Tak ada sahutan. Mbok tidak bisa menjawab. Ia hanya menangis sesunggukan.

Kangen….
Langit sore berwarna jingga. Jhon berdiri mematung di muka rumah. Septi tengah bermain dengan anak-anak tetangga yang lain di halaman. Setiap kali melihat ke arahnya setiap itu pula mulut Septi berteriak memanggilnya.

Di dalam rumah terdengar suara lambang jawa. Parni yang memutarnya. Sejak hamil beberapa bulan yang lalu, Parni senang menghabiskan waktu mendengarkan langgam Jawa.

Jhon memandang ke langit. Tersenyum sendiri. Suara anak-anak kecil sebaya Septi semakin keras. Saling berteriak. Tertawa. Mengingatkannya kepada Srintil.

Jhon mengusap wajahnya dengan telapak tangannya. Menghitung dalam hati. Sebulan, dua bulan…, dua tahun. Hampir dua tahun dia tidak bertemu dengan gadis kecil itu. Dua tahun penuh kehampaan.

“Melamun, Mas….” Parni muncul tiba-tiba. Di belakangnya. Mengelus perutnya yang sudah kelihatan membuncit.

Jhon menggeleng cepat. “Lihat Septi lagi main.”

“Sudah besar dia. Adiknya yang ini semoga laki-laki ya, Mas?”

Jhon mengangguk.

Sungguh, tiba-tiba ia terbayang-bayang Srintil. Tiba-tiba ia ingin sekali bertemu dengan anak itu.

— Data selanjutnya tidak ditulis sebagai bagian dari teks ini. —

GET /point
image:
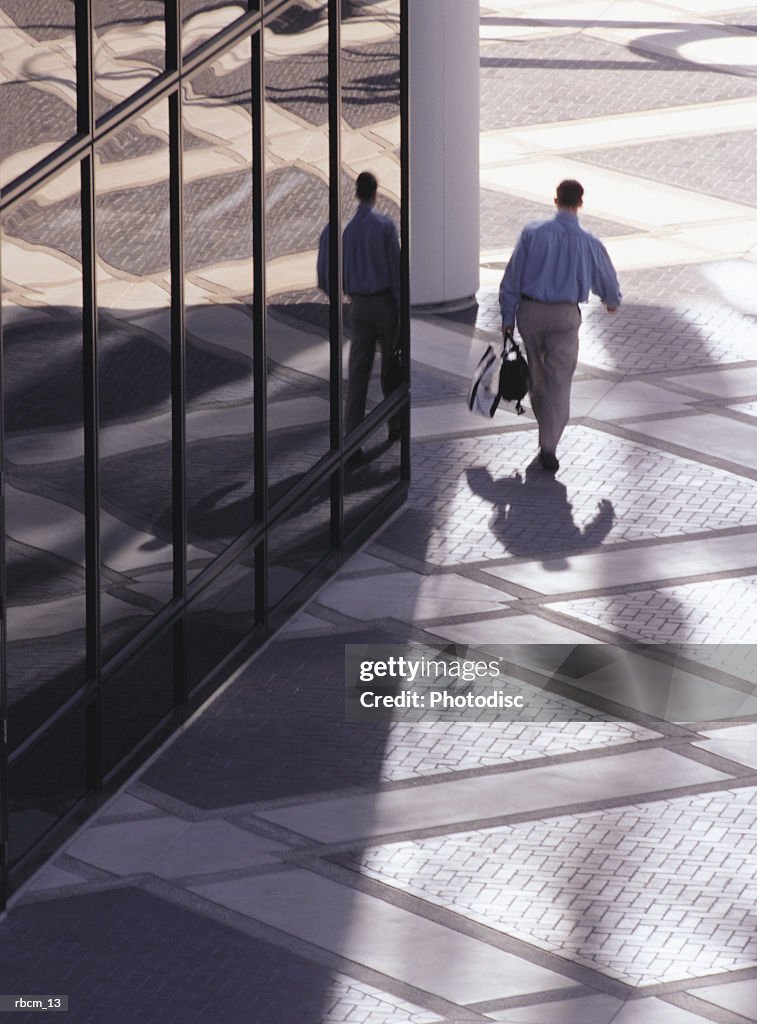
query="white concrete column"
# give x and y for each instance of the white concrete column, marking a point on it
(444, 151)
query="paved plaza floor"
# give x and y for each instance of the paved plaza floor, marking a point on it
(277, 864)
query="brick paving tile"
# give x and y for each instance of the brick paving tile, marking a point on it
(472, 500)
(714, 165)
(713, 612)
(645, 894)
(596, 78)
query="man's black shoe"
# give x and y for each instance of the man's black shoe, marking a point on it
(548, 461)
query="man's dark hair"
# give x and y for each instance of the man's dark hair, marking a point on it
(366, 186)
(570, 193)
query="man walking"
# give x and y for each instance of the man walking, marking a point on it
(371, 279)
(553, 267)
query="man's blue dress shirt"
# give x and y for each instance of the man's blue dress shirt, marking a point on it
(557, 261)
(370, 254)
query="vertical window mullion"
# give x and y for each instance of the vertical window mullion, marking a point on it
(405, 224)
(178, 380)
(90, 389)
(3, 640)
(335, 262)
(259, 352)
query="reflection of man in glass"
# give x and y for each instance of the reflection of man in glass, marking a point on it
(371, 279)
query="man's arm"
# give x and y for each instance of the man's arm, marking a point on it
(604, 282)
(511, 286)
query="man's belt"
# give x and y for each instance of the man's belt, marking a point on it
(556, 302)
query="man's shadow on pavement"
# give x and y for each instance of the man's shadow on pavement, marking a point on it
(533, 515)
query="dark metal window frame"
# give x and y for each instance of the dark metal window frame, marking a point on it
(80, 151)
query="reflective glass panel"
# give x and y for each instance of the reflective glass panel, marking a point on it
(374, 479)
(298, 543)
(296, 212)
(371, 120)
(217, 169)
(202, 18)
(37, 82)
(46, 783)
(220, 619)
(135, 466)
(129, 48)
(44, 453)
(136, 698)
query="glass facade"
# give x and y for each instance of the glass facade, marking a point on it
(176, 479)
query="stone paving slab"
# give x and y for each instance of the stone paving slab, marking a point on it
(494, 796)
(634, 565)
(583, 884)
(381, 936)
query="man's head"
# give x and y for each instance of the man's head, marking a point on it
(366, 186)
(570, 195)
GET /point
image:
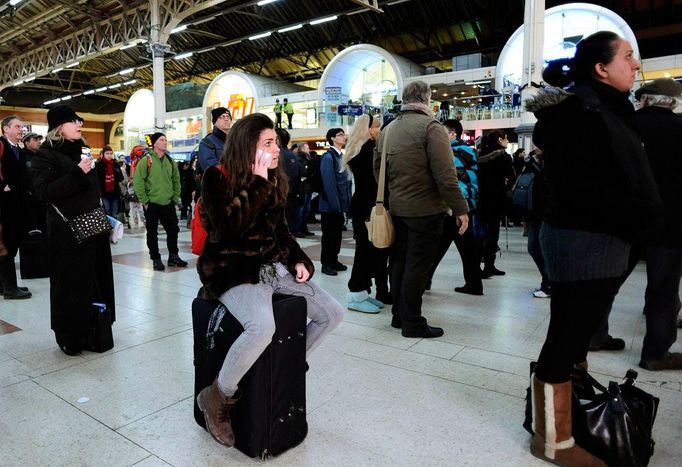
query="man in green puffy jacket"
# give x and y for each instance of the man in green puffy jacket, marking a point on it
(157, 186)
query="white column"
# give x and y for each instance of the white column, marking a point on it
(533, 42)
(158, 53)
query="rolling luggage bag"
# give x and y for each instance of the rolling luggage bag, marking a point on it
(33, 262)
(270, 416)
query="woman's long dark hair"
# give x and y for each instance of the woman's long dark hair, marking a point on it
(239, 154)
(489, 142)
(595, 48)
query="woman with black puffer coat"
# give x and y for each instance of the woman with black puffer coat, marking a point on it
(495, 171)
(601, 197)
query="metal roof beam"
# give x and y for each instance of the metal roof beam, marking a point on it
(371, 4)
(86, 43)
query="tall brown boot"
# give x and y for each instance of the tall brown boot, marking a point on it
(553, 440)
(216, 409)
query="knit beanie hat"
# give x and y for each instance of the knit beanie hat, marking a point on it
(151, 139)
(60, 114)
(216, 113)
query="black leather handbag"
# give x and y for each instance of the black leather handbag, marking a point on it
(614, 423)
(87, 226)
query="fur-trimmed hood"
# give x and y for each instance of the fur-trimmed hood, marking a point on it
(547, 97)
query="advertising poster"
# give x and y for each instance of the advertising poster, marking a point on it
(332, 99)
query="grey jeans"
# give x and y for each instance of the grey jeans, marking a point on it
(251, 305)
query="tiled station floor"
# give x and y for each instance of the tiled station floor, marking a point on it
(374, 397)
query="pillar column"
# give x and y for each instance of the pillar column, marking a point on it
(533, 43)
(159, 51)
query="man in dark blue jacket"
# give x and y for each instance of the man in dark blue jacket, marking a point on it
(13, 199)
(334, 202)
(659, 129)
(211, 147)
(465, 161)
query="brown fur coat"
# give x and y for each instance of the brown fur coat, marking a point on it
(245, 230)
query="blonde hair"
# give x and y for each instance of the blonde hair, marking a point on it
(357, 137)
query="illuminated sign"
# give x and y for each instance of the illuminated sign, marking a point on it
(233, 92)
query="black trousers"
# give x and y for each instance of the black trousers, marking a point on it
(368, 262)
(491, 226)
(154, 214)
(602, 332)
(576, 310)
(662, 300)
(415, 249)
(332, 229)
(468, 249)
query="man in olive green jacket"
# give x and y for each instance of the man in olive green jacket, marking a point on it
(423, 189)
(157, 186)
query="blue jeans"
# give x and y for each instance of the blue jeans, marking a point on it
(535, 252)
(111, 206)
(302, 213)
(251, 304)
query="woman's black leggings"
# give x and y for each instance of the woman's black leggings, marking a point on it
(577, 309)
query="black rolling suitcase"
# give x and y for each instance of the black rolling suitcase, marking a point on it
(270, 417)
(33, 262)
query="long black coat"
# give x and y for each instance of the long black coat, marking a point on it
(79, 274)
(660, 130)
(365, 195)
(13, 196)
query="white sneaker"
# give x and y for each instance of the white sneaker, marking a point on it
(540, 294)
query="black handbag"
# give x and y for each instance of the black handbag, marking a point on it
(614, 423)
(89, 225)
(100, 337)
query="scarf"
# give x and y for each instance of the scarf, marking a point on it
(108, 174)
(417, 107)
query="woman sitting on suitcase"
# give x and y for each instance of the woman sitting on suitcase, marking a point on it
(249, 255)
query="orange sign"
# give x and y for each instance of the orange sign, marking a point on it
(239, 106)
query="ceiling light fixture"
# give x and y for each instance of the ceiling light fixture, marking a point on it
(260, 36)
(290, 28)
(323, 20)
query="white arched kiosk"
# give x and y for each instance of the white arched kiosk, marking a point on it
(365, 74)
(565, 25)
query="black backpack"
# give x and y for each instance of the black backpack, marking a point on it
(522, 193)
(315, 174)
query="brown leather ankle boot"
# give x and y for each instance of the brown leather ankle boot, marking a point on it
(216, 409)
(553, 440)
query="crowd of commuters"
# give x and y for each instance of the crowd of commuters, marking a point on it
(585, 233)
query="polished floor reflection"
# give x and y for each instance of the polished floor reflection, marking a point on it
(374, 397)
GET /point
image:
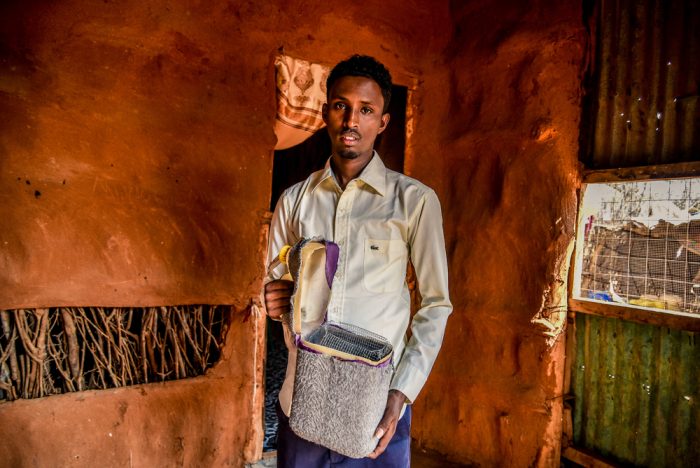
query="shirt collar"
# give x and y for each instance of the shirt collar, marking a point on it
(374, 175)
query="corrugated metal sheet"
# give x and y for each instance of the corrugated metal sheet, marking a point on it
(642, 105)
(637, 392)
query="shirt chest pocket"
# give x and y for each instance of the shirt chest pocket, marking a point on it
(384, 265)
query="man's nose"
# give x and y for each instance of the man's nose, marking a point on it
(352, 118)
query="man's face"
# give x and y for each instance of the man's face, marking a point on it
(354, 116)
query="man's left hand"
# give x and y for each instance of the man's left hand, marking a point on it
(387, 426)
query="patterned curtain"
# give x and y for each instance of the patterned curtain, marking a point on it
(301, 93)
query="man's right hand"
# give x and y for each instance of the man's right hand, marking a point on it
(278, 294)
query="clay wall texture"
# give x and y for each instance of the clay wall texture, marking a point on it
(135, 169)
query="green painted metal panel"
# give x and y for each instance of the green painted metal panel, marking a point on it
(636, 391)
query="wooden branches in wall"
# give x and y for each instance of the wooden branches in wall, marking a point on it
(50, 351)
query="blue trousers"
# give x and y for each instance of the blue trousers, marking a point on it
(295, 452)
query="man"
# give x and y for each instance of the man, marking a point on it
(378, 218)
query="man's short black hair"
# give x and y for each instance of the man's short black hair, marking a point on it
(362, 65)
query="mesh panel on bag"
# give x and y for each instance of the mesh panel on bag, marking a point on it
(351, 340)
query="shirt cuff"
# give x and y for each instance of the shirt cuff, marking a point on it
(408, 380)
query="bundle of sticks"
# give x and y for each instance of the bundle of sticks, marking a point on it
(58, 350)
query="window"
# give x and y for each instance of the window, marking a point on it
(639, 245)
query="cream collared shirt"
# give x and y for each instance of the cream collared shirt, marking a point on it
(379, 221)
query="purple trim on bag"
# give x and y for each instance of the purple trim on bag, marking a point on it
(332, 255)
(300, 345)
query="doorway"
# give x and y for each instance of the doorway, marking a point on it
(293, 165)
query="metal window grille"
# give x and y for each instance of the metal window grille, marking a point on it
(639, 245)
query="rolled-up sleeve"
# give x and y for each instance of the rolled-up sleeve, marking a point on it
(427, 249)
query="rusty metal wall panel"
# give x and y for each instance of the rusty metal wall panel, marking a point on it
(637, 392)
(642, 105)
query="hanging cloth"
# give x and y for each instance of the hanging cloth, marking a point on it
(301, 93)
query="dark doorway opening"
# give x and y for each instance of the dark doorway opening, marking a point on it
(293, 165)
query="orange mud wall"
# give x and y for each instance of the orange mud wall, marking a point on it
(508, 160)
(135, 169)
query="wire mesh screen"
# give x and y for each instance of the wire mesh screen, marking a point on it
(639, 245)
(352, 340)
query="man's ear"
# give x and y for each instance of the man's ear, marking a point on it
(384, 123)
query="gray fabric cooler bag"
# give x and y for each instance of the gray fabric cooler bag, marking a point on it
(343, 372)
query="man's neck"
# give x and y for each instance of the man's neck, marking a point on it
(346, 170)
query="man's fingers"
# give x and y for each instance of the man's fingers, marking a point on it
(278, 285)
(385, 436)
(278, 295)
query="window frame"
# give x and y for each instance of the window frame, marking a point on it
(633, 174)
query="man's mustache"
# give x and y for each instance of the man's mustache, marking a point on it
(352, 133)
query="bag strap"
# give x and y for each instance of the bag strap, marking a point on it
(331, 266)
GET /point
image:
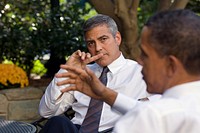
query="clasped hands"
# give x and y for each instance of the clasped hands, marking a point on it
(80, 77)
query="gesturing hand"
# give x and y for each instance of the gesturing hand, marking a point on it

Mbok tahu anak semata wayangnya kecewa dengan pernikahan yang sudah direncanakan. Tapi, Srintil akan lebih kecewa kalau terus-terusan mengharapkan Jhon datang untuk melamarnya.

Mbok, saya ingin pulang.
Surat itu Srintil masukkan ke dalam amplop. Memandang amplop itu sekilas, lalu memasukkan ke dalam tasnya.

Sudah sore.

Di luar kedengaran suara ayam-ayam peliharaan Pak De yang digiring masuk ke kandang. Biasanya Srintil yang melakukan hal itu. Tapi, sejak kemarin ia kangen Mbok terus. Ia ingin nangis terus. Pak De ngerti dan menggantikan tugasnya.

“Nanti saja kamu pulang kalau sudah sekolah yang benar. Kalau sudah dapat pacar. Dapat kerjaan.” Mbok bilang begitu sewaktu mengantarnya. Sambil menangis. Srintil juga ikutan menangis.

Tapi, sejak Srintil ada di tempat Pak De, Mbok jarang sekali menengok. Hanya sekali dua kali. Setiap kali Srintil kangen sama Mbok, setiap itu pula Srintil hanya bisa menangis.

Srintil juga kangen Mas Jhon. Kangen sekali. Pasti Mas Jhon sudah lupa sama dia sekarang. Tapi, semalam Srintil mimpi bertemu Mas Jhon. Mas Jhon cuma memandangnya. Kelihatan kangen.

“Makan, Nduk….”

Suara Pak De. Srintil bangun dari rebahannya. Kalau sedikit terlewat, nanti makanan untuknya bisa dibereskan oleh Bu De yang menganggapnya tidak mau makan.


"Bapak….”
“Sssst….,” Jhon menolehkan kepalanya. Menggelengkan kepala. Mengisyaratkan kepada Septi untuk tidak bersuara.

“Mbak Srintil belum pulang, Pak?” tangan Septi menyentuh punggung Jhon.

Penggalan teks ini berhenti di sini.